The meta-analysis included 21,816 cases of ThC, 68,987 cases of BNG, 18,719 cases of GD, 18,331 cases of LT, 257,365 cases of primary hypothyroidism and ~2.9 million controls (Supplementary Table 3). Population structure was determined with Summix2 (ref. 29) via mixture modeling of study-based allele frequencies compared to the gnomAD reference panel30. Seventeen percent of genotypes were from individuals of African (AFR-like), 4.4% from Admixed American (AMR-like), 8.1% from East Asian (EAS-like) and 70.5% from European (EUR-like) ancestries.

We found 883 independent loci significantly (P ≤ 5 × 10−8) associated with thyroid diseases, including mixed-ancestry and ancestry-stratified genetic associations (Supplementary Tables 5, and 6.16.6 and Supplementary Fig. 1). Of these, 313 variants were reported to the NHGRI-EBI Catalog31 for thyroid traits (as of April 2024); 570 loci were new. Most lead variants were intronic (n = 407), followed by intergenic variants (n = 302). Among 46 significant exonic variants, 43 were nonsynonymous, potentially altering protein function.
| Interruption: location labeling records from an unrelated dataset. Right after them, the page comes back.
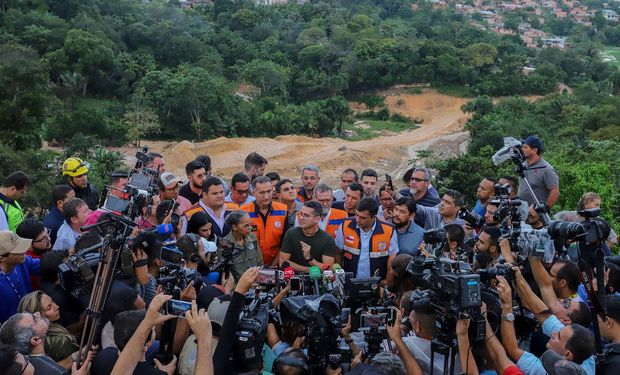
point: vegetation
(120, 71)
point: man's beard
(400, 225)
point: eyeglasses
(27, 360)
(46, 237)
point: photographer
(545, 183)
(307, 245)
(422, 320)
(574, 342)
(221, 359)
(246, 248)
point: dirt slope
(287, 154)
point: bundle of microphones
(317, 281)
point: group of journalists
(256, 276)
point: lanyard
(19, 296)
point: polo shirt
(409, 241)
(15, 285)
(541, 179)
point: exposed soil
(389, 153)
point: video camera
(173, 276)
(453, 294)
(141, 185)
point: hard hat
(74, 167)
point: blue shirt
(479, 208)
(65, 238)
(363, 265)
(53, 221)
(410, 240)
(532, 365)
(15, 285)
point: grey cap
(555, 364)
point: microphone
(287, 270)
(328, 279)
(315, 276)
(339, 279)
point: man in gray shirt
(540, 174)
(445, 213)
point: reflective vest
(379, 247)
(14, 213)
(269, 232)
(215, 229)
(336, 217)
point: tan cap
(12, 243)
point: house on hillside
(610, 15)
(553, 43)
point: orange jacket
(269, 232)
(336, 217)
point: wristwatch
(510, 317)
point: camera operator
(609, 324)
(307, 245)
(422, 320)
(410, 234)
(247, 249)
(221, 359)
(445, 213)
(484, 193)
(540, 174)
(574, 342)
(558, 289)
(368, 245)
(487, 248)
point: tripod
(113, 243)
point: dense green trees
(190, 63)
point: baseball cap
(533, 142)
(12, 243)
(217, 310)
(168, 179)
(555, 364)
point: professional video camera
(592, 230)
(142, 185)
(173, 276)
(453, 293)
(474, 220)
(252, 329)
(321, 315)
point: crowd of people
(367, 227)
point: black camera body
(474, 220)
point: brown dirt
(389, 153)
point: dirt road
(288, 154)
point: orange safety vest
(215, 229)
(269, 232)
(379, 247)
(336, 217)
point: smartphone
(116, 204)
(388, 182)
(267, 277)
(295, 282)
(178, 307)
(170, 255)
(345, 313)
(372, 321)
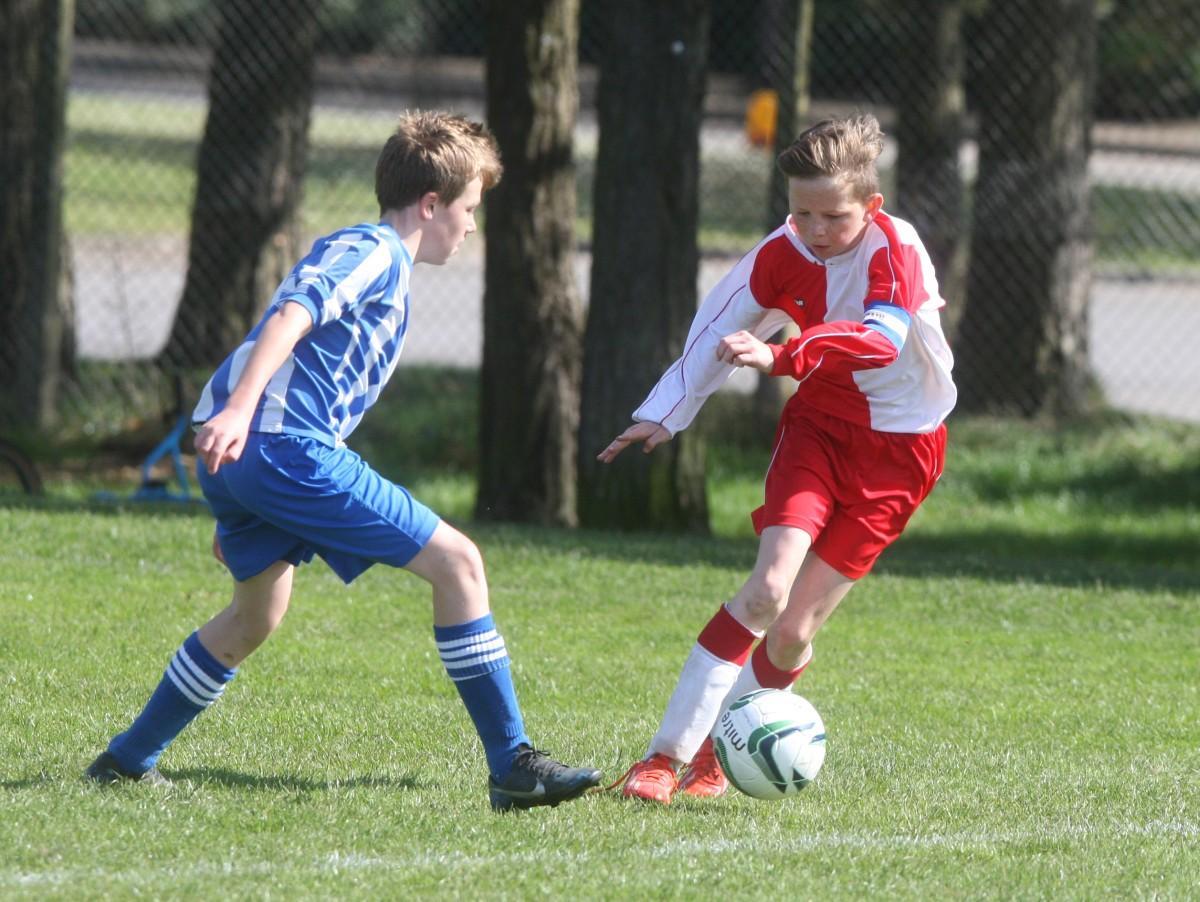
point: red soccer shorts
(847, 486)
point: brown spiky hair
(841, 149)
(435, 151)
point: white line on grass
(352, 861)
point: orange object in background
(762, 114)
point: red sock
(771, 677)
(725, 637)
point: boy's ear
(425, 205)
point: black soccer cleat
(537, 779)
(106, 770)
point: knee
(460, 564)
(259, 620)
(763, 597)
(791, 636)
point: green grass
(1011, 698)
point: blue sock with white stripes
(478, 662)
(193, 680)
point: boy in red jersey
(859, 445)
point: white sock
(695, 703)
(748, 681)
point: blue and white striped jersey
(354, 282)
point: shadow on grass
(1084, 559)
(237, 780)
(1079, 560)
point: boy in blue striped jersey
(270, 432)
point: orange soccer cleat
(652, 779)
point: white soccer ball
(769, 743)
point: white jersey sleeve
(697, 373)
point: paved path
(1141, 332)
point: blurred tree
(785, 49)
(645, 260)
(930, 128)
(532, 307)
(35, 314)
(250, 172)
(1023, 341)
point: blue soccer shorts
(289, 497)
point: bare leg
(708, 674)
(257, 608)
(453, 565)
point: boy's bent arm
(699, 372)
(834, 349)
(222, 438)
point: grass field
(130, 169)
(1012, 699)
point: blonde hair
(843, 149)
(435, 151)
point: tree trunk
(930, 128)
(1023, 340)
(532, 307)
(250, 175)
(35, 322)
(645, 260)
(787, 47)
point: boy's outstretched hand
(652, 434)
(222, 439)
(742, 349)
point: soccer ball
(769, 743)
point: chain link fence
(138, 102)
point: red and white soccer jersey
(870, 350)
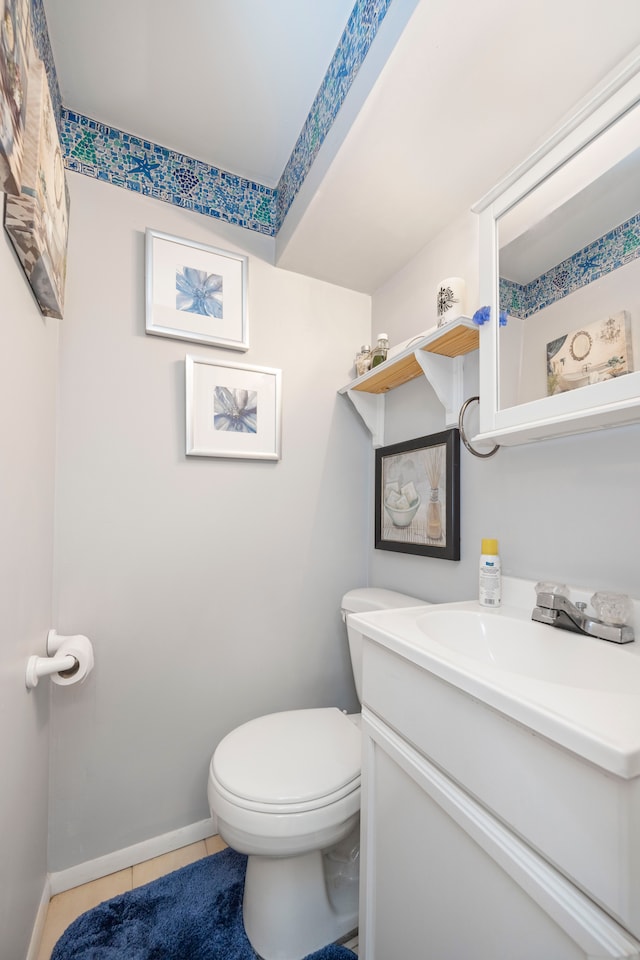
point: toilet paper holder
(38, 667)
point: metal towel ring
(476, 453)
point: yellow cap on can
(490, 547)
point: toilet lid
(290, 757)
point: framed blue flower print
(233, 410)
(195, 292)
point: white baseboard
(129, 856)
(38, 926)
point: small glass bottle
(379, 353)
(363, 360)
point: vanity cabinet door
(443, 880)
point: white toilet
(285, 790)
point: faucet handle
(613, 608)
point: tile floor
(65, 907)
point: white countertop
(579, 692)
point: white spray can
(490, 587)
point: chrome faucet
(558, 611)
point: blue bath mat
(191, 914)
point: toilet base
(295, 905)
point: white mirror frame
(570, 412)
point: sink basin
(501, 641)
(579, 692)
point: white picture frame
(195, 292)
(232, 410)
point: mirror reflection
(569, 267)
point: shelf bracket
(445, 374)
(370, 406)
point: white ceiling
(466, 94)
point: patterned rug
(191, 914)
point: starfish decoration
(144, 166)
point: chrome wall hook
(476, 453)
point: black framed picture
(417, 496)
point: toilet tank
(366, 600)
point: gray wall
(28, 361)
(566, 508)
(210, 588)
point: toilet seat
(290, 762)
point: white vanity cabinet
(560, 254)
(469, 837)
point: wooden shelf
(461, 338)
(437, 356)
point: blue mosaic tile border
(358, 35)
(124, 160)
(615, 249)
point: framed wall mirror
(560, 252)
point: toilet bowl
(285, 791)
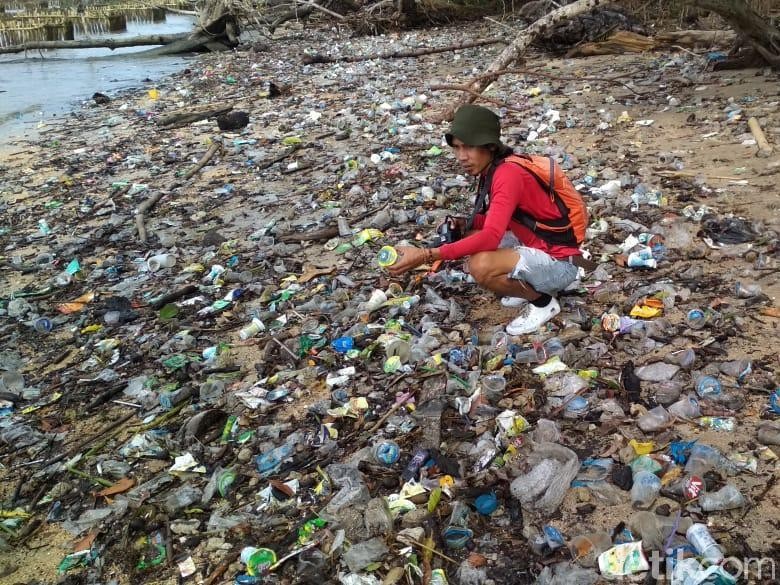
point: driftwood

The ancestry-stratified GWAS replicated many associations from the mixed-ancestry meta-analysis and discovered many additional associations (Supplementary Tables 6.16.6; variant IDs are indicated by asterisks, n = 148). For example, a rare (minor allele frequency (MAF) = 0.0007) nonsynonymous exonic variant in the shelterin complex gene TERF1 (8:73046129:G:A, β = 1.32, P = 1.08 × 10−9) was significantly associated with ThC only in the EUR-like meta-analysis (mixed-ancestry GWAS β = 1.16, P = 5.5 × 10−4). Another plausible EUR-like meta-analysis association is DIO1 in hypothyroidism (1:53909897:C:A, β = −0.024, P = 5.06 × 10−11). DIO1 encodes an enzyme that converts pro-hormone thyroxine to the active thyroid hormone tri-iodothyronine32.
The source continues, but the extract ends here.